The Call introduces the new best creatures to inhabit the GFFA: the Purrgil, strange space whale-cephalopods that interrupt the Ghost crew’s mission to steal fuel that is meant for the Empire, fuel that is desperately needed.
Low on fuel, Hera is forced to redirect any non-essential systems, including heat and the lights. This gives the ship a very enclosed and almost claustrophobic atmosphere throughout the episode, as well as some pretty high stakes: they fail this mission, and the Ghost may never leave the ground again. The entire episode is quite dark aesthetically, not being set on any planets, but the overall tone is of hope and wonder.
Something that Rebels can do well—and The Clone Wars did well—is expand the universe in more mystical ways because of the animated medium. The Call shows how this can be done well, developing the ancient mythology of Star Wars through the Purrgil and their connection to hyperspace travel and the origin of hyperdrives. Star Wars has such an old galaxy that spans a few millennia, that any glimpses into the way things came to be are always quite interesting and refreshing.
Not only does this episode expand on the lore of the universe, but it also broadens Ezra’s understanding of the Force and of his abilities, showing how much he has changed and grown since Rebels first began. No longer is he the bitter, selfish child on Lothal, but a calm, compassionate boy who has a deepening connection with nature and others around him, a connection that even Kanan doesn’t seem to have.
There’s something almost beautiful about seeing the way Ezra interacts with the Purrgil, and especially so when he finally understands what they’re doing. While the others are quick to either dismiss the Purrgil or consider them a threat, he wants to learn what causes them to act as they do and help them with their distress.

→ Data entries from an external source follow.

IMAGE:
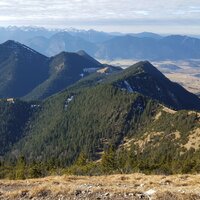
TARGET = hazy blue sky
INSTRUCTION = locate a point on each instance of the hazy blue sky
(162, 16)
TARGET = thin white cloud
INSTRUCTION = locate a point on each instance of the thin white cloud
(69, 12)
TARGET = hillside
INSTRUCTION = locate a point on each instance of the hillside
(64, 70)
(14, 117)
(21, 69)
(172, 47)
(119, 119)
(115, 187)
(144, 78)
(25, 72)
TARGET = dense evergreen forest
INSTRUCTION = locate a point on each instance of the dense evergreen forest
(101, 126)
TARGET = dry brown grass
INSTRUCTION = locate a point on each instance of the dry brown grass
(170, 187)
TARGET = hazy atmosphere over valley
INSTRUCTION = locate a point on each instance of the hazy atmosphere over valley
(99, 99)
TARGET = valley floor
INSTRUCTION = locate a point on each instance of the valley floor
(133, 186)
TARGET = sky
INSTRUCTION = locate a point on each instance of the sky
(161, 16)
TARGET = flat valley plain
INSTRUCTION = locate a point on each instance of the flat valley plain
(131, 186)
(184, 72)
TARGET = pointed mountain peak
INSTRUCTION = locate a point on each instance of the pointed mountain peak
(88, 57)
(14, 45)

Hera and Ezra have rather subtle development in this episode, though Ezra’s is more obvious. Over the course of The Call, Hera seems to gain the sense of wonder that Ezra has to begin with, a kind of childlike curiosity at the mysteries of the world. Vanessa Marshall’s acting is, as always, amazing. Kanan, for some reason, seems even snarkier than usual, though he still stops to let Ezra explain himself.
The whole crew has grown a lot since the beginning, and it’s clearer in each episode how much they’ve learned to help each other. They banter, but they plainly care for each other, which is one of the strengths of the show. Though an episode not based around their ensemble so much, The Call still shows this in little ways.

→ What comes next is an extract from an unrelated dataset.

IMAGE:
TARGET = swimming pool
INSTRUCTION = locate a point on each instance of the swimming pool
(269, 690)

Filled with great visuals and absolutely stunning shots, The Call is largely a mystical episode that ends on good feelings—something that is likely needed during this time in the season. Though it may not be a plot-heavy episode, it’s a gorgeous one that is a welcome moment of peace before the storm the rest of the season is bound to be. The Purrgil are a great addition to the GFFA, and this episode will probably make a good standalone in the same way many of the lore-expanding episodes of The Clone Wars did.
I am personally keen to see how Ezra develops further over the rest of the season, as The Call has definitely shown him as a wiser character than he once was. He’s a good kid, and he’s only getting better.